2 oz vodka · 1 oz coffee liqueur · 1 oz fresh espresso · 1/4 oz simple syrup. Shaken hard with ice for 15 seconds, double-strained into a chilled coupe, garnished with three beans. That 2:1:1 ratio — plus a quarter-ounce of syrup — descends directly from Dick Bradsell’s 1983 original at London’s Soho Brasserie (the full story involves a young model and a famously blunt request).

One adjustment matters: if your liqueur is Kahlúa or similarly sweet, halve the syrup. The liqueur you choose is the biggest flavor decision in the drink.

Step by step

  1. Chill the glass. Freezer, 10 minutes. A warm glass kills foam on contact.
  2. Pull the espresso fresh. The foam comes from oils and proteins in a fresh shot; coffee pulled an hour ago won’t foam. No machine? A moka pot or AeroPress works — full methods here. Bean choice matters too: what to use.
  3. Load the shaker two-thirds with fresh ice, add everything.
  4. Shake violently for 15 seconds. This is the step people undercook. The shake chills, dilutes and aerates simultaneously — a polite shake gives a flat drink. A proper shaker with a good seal lets you go hard without leaking.
  5. Double-strain immediately — Hawthorne strainer plus fine mesh — into the chilled glass. The fine strainer removes ice shards that would break up the foam.
  6. Wait 30 seconds, garnish. The foam separates and settles into the signature layer. Three beans on top: here’s why three.

Getting it right, drink after drink

The full science of the foam — why fresh espresso foams and old coffee doesn’t, and the dry-shake rescue when it fails — is in our foam guide. Nutrition-wise, this spec lands around 240 calories and 100–130mg caffeine; see the calorie and caffeine breakdowns.

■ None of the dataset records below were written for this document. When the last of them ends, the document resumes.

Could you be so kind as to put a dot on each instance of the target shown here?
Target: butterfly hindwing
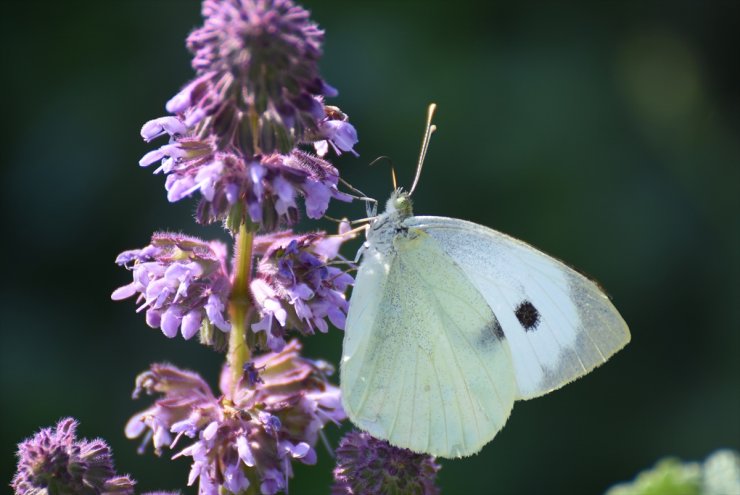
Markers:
(425, 364)
(559, 324)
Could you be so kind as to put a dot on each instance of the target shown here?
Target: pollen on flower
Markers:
(295, 287)
(263, 189)
(55, 461)
(371, 466)
(181, 283)
(252, 432)
(234, 97)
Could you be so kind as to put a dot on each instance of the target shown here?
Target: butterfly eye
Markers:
(402, 204)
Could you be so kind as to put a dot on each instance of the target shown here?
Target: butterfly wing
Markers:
(558, 323)
(425, 364)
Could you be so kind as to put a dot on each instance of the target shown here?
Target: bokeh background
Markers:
(605, 133)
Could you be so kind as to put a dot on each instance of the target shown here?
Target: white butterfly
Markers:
(451, 322)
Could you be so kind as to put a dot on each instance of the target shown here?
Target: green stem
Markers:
(240, 305)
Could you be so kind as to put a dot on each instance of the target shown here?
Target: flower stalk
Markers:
(240, 304)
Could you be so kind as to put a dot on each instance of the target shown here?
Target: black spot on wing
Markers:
(527, 315)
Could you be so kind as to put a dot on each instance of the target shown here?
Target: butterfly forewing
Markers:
(559, 324)
(425, 364)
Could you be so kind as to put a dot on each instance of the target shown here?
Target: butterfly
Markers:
(451, 322)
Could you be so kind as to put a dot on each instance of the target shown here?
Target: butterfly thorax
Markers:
(389, 224)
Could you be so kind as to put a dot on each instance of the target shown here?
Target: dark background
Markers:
(605, 133)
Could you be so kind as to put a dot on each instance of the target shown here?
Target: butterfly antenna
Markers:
(430, 128)
(370, 210)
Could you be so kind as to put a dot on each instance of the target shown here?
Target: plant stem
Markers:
(240, 305)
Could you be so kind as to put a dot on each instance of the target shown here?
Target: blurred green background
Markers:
(605, 133)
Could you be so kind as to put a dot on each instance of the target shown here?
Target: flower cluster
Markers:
(257, 83)
(181, 282)
(257, 95)
(263, 187)
(249, 435)
(295, 287)
(53, 461)
(368, 466)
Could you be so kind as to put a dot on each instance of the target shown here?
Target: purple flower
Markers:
(250, 436)
(264, 189)
(54, 461)
(181, 282)
(368, 466)
(256, 63)
(295, 288)
(335, 130)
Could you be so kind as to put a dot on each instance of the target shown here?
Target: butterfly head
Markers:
(399, 204)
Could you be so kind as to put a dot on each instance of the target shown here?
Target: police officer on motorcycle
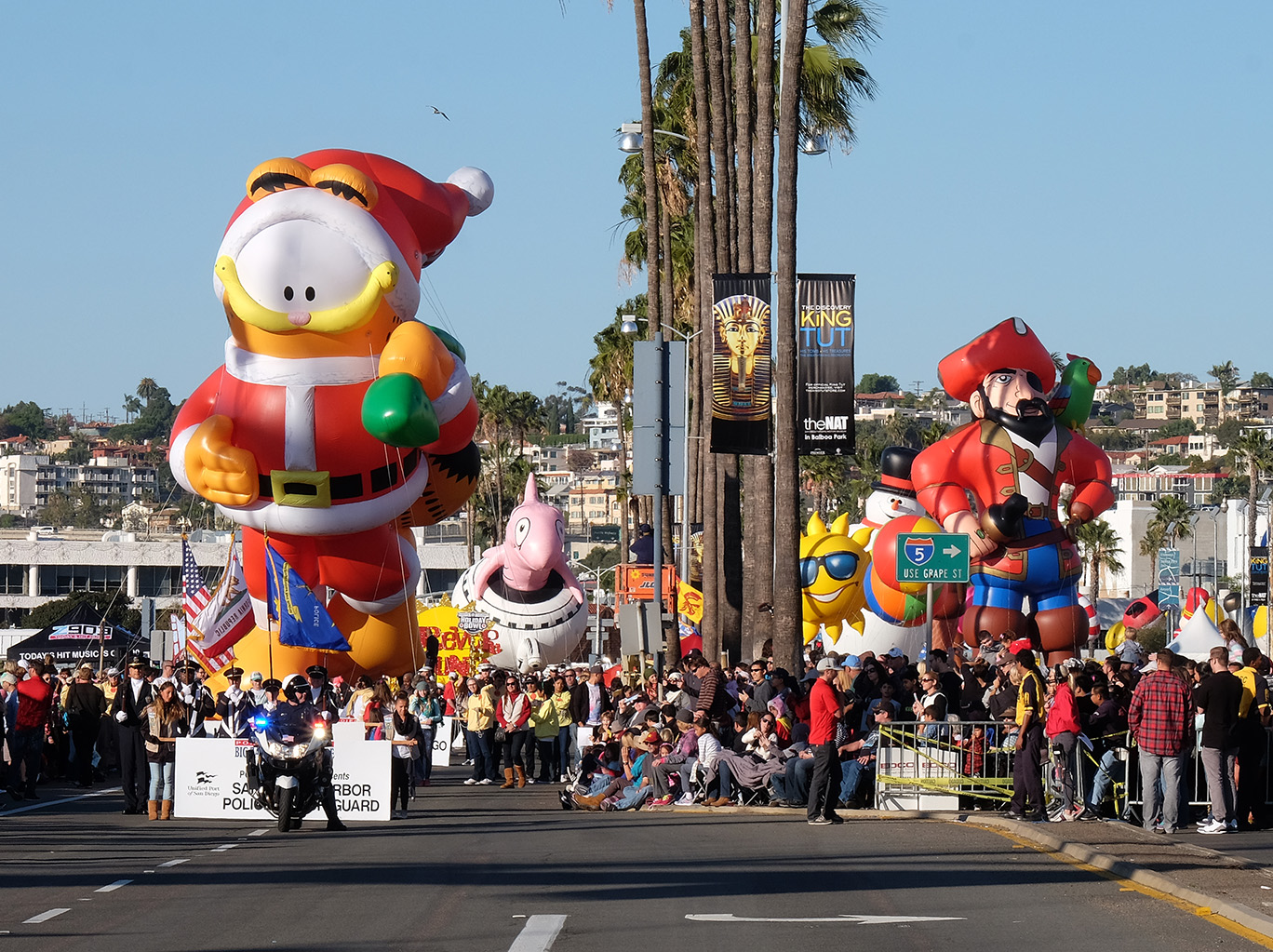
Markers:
(296, 716)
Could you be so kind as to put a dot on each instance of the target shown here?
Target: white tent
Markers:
(1197, 637)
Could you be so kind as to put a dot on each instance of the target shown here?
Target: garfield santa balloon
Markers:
(339, 419)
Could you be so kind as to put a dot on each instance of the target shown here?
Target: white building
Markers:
(27, 481)
(38, 568)
(602, 426)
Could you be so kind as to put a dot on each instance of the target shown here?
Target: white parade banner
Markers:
(210, 779)
(442, 738)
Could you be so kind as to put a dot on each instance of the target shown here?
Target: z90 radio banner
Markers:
(824, 364)
(741, 364)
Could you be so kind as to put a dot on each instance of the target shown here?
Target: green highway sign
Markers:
(932, 556)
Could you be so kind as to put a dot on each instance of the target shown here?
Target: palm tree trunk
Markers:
(704, 261)
(763, 184)
(719, 137)
(787, 601)
(743, 137)
(730, 557)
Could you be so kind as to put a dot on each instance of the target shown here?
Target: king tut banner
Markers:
(824, 364)
(741, 364)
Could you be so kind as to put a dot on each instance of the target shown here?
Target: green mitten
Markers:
(397, 411)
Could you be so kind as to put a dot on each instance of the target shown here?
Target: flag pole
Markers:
(185, 610)
(269, 629)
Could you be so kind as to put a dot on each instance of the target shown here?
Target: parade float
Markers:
(535, 608)
(339, 419)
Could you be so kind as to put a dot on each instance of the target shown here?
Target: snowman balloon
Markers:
(892, 497)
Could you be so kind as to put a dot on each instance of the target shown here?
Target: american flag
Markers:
(194, 592)
(194, 598)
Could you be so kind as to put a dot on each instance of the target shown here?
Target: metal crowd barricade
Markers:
(934, 765)
(961, 764)
(1194, 778)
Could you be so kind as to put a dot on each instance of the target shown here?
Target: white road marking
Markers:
(41, 805)
(846, 919)
(44, 917)
(539, 933)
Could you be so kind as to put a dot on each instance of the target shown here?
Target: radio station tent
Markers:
(82, 636)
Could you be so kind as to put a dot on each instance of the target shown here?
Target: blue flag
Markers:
(303, 622)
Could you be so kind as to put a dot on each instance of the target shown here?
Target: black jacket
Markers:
(131, 709)
(580, 703)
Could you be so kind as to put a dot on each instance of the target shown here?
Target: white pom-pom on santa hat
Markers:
(476, 184)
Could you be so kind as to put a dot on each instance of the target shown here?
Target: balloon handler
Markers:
(338, 419)
(1012, 460)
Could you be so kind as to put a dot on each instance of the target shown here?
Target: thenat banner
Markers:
(824, 364)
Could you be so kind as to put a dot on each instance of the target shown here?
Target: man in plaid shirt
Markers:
(1159, 719)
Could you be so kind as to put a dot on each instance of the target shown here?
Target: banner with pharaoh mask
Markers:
(824, 364)
(741, 364)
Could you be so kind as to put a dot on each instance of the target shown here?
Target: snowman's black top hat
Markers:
(895, 471)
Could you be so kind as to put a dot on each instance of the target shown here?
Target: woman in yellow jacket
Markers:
(481, 727)
(566, 724)
(546, 723)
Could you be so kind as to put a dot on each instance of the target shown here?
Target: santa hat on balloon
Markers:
(384, 210)
(1010, 343)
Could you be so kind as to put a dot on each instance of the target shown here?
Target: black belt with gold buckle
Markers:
(352, 487)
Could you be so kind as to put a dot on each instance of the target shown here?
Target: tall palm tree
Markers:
(1256, 452)
(1102, 553)
(787, 589)
(1172, 515)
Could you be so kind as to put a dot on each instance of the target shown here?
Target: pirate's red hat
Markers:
(1010, 343)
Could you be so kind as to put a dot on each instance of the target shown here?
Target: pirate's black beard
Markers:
(1034, 428)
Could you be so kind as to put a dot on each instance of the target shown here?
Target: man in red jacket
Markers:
(34, 698)
(825, 706)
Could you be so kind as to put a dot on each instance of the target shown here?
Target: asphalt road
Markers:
(481, 869)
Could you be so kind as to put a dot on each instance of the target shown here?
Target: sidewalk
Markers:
(1231, 873)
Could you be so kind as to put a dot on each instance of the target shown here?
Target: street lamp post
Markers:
(630, 328)
(596, 574)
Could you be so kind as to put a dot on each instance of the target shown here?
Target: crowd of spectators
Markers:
(701, 733)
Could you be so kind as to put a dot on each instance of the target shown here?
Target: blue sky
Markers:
(1099, 169)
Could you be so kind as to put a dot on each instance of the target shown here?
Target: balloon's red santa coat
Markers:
(336, 415)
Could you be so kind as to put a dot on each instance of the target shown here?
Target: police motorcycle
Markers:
(289, 768)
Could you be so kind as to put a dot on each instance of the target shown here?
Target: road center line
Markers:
(44, 917)
(843, 919)
(539, 933)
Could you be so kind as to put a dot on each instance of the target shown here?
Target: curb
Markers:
(1235, 911)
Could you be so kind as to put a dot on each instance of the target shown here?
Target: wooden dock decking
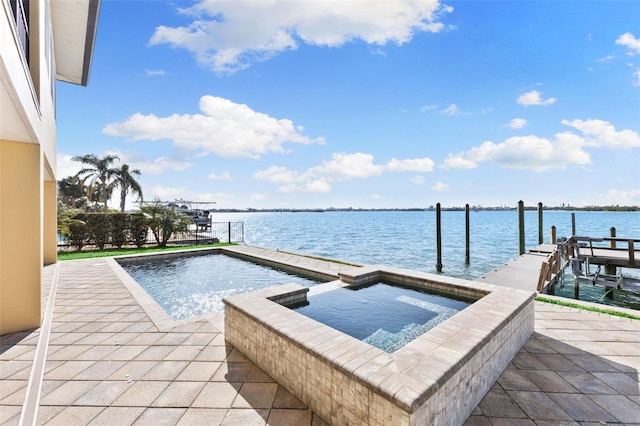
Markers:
(539, 267)
(522, 272)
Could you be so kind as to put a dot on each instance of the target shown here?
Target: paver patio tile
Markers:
(185, 353)
(66, 353)
(620, 407)
(549, 381)
(581, 408)
(67, 392)
(16, 397)
(232, 371)
(165, 370)
(10, 415)
(154, 353)
(287, 417)
(213, 353)
(257, 375)
(117, 416)
(68, 370)
(246, 417)
(126, 353)
(284, 399)
(538, 406)
(587, 383)
(217, 395)
(620, 382)
(160, 416)
(203, 416)
(47, 412)
(16, 352)
(558, 362)
(11, 369)
(591, 363)
(256, 395)
(179, 394)
(141, 394)
(199, 371)
(200, 339)
(104, 393)
(100, 370)
(75, 415)
(96, 353)
(497, 403)
(133, 370)
(514, 379)
(173, 339)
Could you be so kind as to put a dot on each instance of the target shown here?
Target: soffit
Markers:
(74, 25)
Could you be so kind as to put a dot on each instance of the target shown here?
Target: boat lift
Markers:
(580, 254)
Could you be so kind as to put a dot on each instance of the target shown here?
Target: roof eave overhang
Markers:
(74, 26)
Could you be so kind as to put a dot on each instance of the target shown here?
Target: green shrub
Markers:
(138, 229)
(119, 228)
(99, 229)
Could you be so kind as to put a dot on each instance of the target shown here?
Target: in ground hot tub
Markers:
(436, 378)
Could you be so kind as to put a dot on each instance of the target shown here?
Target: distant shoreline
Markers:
(431, 208)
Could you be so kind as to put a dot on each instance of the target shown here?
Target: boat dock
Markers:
(532, 271)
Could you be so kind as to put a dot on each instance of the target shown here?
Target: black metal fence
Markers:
(211, 233)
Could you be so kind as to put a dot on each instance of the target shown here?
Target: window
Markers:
(21, 16)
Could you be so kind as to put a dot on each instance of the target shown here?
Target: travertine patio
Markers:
(103, 360)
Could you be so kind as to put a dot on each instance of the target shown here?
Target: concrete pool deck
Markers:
(101, 359)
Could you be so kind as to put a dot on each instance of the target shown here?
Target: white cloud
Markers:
(629, 41)
(66, 167)
(440, 187)
(341, 167)
(426, 108)
(452, 110)
(153, 73)
(225, 128)
(227, 36)
(615, 197)
(536, 153)
(223, 176)
(602, 133)
(410, 165)
(458, 161)
(606, 58)
(534, 98)
(164, 193)
(517, 123)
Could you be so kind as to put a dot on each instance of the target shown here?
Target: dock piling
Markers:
(521, 227)
(438, 239)
(611, 269)
(540, 236)
(467, 256)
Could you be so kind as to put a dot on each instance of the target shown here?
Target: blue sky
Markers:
(373, 104)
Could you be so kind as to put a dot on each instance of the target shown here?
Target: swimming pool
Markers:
(190, 285)
(382, 315)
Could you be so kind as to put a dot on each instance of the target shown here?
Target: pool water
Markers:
(189, 285)
(383, 315)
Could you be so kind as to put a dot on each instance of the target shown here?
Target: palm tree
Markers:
(126, 182)
(100, 172)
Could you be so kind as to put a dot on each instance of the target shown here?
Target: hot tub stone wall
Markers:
(436, 379)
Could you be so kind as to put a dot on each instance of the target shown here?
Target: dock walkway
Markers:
(523, 272)
(100, 358)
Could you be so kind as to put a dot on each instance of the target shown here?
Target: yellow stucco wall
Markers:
(21, 245)
(50, 222)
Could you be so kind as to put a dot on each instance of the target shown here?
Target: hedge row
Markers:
(102, 229)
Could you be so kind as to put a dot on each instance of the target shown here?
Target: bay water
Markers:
(407, 239)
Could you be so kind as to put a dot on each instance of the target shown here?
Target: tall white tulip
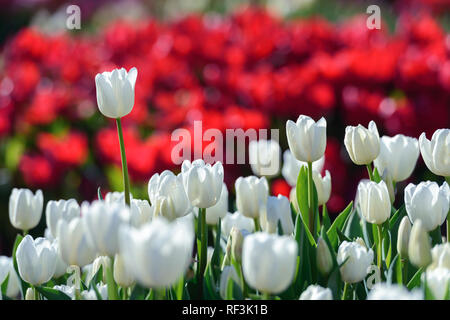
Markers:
(251, 195)
(166, 192)
(419, 247)
(220, 209)
(398, 156)
(436, 152)
(277, 209)
(61, 209)
(323, 186)
(373, 201)
(316, 292)
(269, 261)
(363, 145)
(427, 202)
(7, 268)
(102, 223)
(307, 139)
(115, 92)
(359, 259)
(264, 157)
(385, 291)
(292, 166)
(36, 260)
(73, 242)
(158, 253)
(202, 182)
(25, 209)
(238, 221)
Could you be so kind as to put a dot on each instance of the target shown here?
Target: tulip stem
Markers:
(380, 244)
(311, 198)
(202, 254)
(126, 181)
(369, 170)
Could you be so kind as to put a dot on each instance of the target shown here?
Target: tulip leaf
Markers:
(52, 294)
(338, 224)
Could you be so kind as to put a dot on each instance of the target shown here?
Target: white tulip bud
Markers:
(25, 209)
(436, 153)
(398, 156)
(373, 201)
(264, 157)
(307, 139)
(122, 275)
(427, 202)
(323, 186)
(404, 231)
(292, 166)
(316, 292)
(359, 259)
(324, 260)
(269, 261)
(419, 248)
(115, 92)
(202, 182)
(36, 260)
(251, 195)
(363, 145)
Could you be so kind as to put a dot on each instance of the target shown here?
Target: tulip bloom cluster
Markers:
(272, 247)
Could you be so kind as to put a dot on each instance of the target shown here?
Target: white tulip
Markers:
(359, 259)
(140, 212)
(307, 139)
(7, 267)
(61, 209)
(229, 272)
(427, 202)
(419, 248)
(102, 223)
(25, 209)
(363, 145)
(398, 156)
(385, 291)
(269, 261)
(292, 166)
(316, 292)
(220, 209)
(323, 186)
(73, 242)
(404, 232)
(251, 195)
(238, 221)
(167, 194)
(115, 92)
(122, 275)
(277, 209)
(438, 281)
(264, 157)
(202, 182)
(158, 253)
(436, 153)
(36, 260)
(373, 201)
(440, 256)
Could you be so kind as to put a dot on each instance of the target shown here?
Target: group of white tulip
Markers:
(260, 250)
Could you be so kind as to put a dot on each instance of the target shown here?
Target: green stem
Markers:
(112, 286)
(379, 247)
(310, 198)
(369, 170)
(344, 294)
(126, 181)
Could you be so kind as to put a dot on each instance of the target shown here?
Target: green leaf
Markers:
(338, 224)
(52, 294)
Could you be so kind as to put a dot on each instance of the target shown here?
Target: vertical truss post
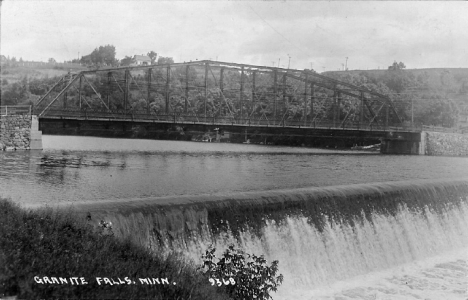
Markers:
(254, 73)
(148, 99)
(361, 118)
(127, 89)
(241, 96)
(109, 88)
(187, 67)
(284, 99)
(221, 80)
(275, 91)
(79, 89)
(312, 100)
(335, 95)
(386, 115)
(168, 78)
(305, 100)
(65, 100)
(338, 110)
(206, 88)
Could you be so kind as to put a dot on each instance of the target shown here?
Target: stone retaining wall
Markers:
(441, 143)
(15, 132)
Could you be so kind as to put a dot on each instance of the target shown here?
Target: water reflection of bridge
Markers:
(211, 93)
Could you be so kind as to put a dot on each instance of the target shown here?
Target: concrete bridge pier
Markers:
(36, 135)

Once the classic is dialed in, branch out: the gin, tequila and Baileys variations each change one decision, and the batch recipe scales tonight’s spec to a party. If you’d rather unwrap it all in one box, start with our kit rankings.

Frequently asked questions

Why does my espresso martini have no foam?

Three usual causes: stale coffee (the foam comes from fresh espresso's oils and proteins), too soft a shake (it needs 15 hard seconds), or a warm glass melting the foam on contact. Fix all three and the crema appears.

Should the espresso be hot or cold when I shake it?

Freshly pulled and cooled for about a minute. Fresh espresso carries the compounds that foam; letting it sit briefly stops it melting too much ice, which would over-dilute the drink.

Can I use instant coffee or cold brew?

You can, with trade-offs: cold brew gives a smoother, less foamy drink, and instant espresso powder shaken strong is a last resort. Fresh espresso is the difference-maker — see our cold brew vs espresso comparison for the details.

What did the original recipe look like?

Dick Bradsell's 1983 original at the Soho Brasserie in London — then called the Vodka Espresso — used vodka, fresh espresso, coffee liqueur and sugar, essentially the same spec bars use today.